The working vocabulary for this course. Once a term lives here, every lesson uses this word for it. Grows as we go.
The Trust Problem
Trust without verify · the trust trap
Accepting agent output as correct because it looks polished — fluent prose, inline citations, code that compiles. None of those surface signals correlate reliably with correctness; fluency is a separate objective from accuracy, and an agent is most dangerous when almost right.
Avoid: "it looks right" as a verification method — looking right is the failure mode, not the check.
An agent's own prose claim that a check passed ("Build passed. Tests green."). Unfalsifiable within the conversation — the agent may hallucinate a pass, skip a step silently, or assert a result without running the tool. A checkpoint that reads the agent's narration is not a checkpoint.
Matching verification effort to stakes rather than applying universal paranoia: always verify high-stakes, irreversible, or security-critical output; spot-check proven configurations; automate the cheap checks. The two failure modes it avoids are skipping checks entirely and verification theater.
Avoid: "verify everything equally" — that destroys the productivity benefit on throwaway work.
A check that passes or fails for every output, runs regardless of the model's choices, and cannot be reasoned around — a linter, schema validator, CI gate, or hook. Prompts guide behavior; guardrails enforce output properties. They check properties, not intent, so make them specific.

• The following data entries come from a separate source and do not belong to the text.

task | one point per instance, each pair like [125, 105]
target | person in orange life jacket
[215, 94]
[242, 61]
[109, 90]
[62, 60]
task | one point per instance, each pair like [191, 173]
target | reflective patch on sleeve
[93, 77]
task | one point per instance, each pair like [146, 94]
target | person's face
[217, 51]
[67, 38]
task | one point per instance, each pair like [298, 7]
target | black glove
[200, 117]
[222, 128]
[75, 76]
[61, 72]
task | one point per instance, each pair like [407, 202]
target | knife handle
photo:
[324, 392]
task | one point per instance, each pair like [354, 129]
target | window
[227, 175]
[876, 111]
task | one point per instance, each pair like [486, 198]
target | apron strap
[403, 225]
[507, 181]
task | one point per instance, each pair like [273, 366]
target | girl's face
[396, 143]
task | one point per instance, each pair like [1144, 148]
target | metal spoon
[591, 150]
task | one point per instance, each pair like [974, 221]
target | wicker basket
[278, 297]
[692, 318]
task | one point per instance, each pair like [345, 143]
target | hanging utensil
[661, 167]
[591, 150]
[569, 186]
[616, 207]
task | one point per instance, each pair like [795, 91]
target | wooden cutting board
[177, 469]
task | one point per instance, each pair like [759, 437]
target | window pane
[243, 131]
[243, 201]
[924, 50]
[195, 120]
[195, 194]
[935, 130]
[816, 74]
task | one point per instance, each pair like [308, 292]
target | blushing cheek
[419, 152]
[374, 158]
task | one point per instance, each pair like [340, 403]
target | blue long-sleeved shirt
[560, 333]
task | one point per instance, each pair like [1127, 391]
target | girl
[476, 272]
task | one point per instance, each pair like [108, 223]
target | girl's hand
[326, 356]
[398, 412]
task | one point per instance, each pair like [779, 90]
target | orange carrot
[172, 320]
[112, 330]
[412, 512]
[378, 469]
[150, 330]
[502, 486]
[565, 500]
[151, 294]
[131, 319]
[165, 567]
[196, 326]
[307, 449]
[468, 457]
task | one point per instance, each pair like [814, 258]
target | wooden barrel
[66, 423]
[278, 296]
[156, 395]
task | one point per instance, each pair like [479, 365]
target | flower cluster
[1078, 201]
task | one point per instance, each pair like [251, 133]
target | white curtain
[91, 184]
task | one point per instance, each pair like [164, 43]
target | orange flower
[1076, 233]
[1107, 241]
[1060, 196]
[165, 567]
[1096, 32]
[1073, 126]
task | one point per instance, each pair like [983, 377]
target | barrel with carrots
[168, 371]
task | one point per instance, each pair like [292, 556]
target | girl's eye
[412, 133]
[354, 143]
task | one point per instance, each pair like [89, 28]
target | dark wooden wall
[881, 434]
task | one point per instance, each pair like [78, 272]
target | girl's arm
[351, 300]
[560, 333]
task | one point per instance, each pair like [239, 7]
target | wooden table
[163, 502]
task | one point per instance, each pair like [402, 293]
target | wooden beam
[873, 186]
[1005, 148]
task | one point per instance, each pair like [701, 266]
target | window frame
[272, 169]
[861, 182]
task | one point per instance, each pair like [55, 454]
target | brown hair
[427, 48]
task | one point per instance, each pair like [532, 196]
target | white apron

Avoid: putting a checkable, must-hold property in a prompt — that's a suggestion, not a guarantee.
Making a rule violation impossible or immediately visible rather than asked-for. The harness — not the model — runs the check, at a fixed point (pre-commit, CI, PostToolUse). The model gets no vote.
A structured record where every verification step is an INSERT (tool, command, exit code, output) and the evidence bundle is a SELECT — never agent prose. If the INSERT did not happen, the verification did not happen. Holds only when execution and recording are separated, or the agent can fake the rows.
Avoid: letting the same agent run the check and write its own row — separate the two (CI, harness, hook).
Recording the system's check state before any change (phase = 'baseline') so a check that passed before and fails after is attributable as a regression the agent introduced — not a pre-existing failure.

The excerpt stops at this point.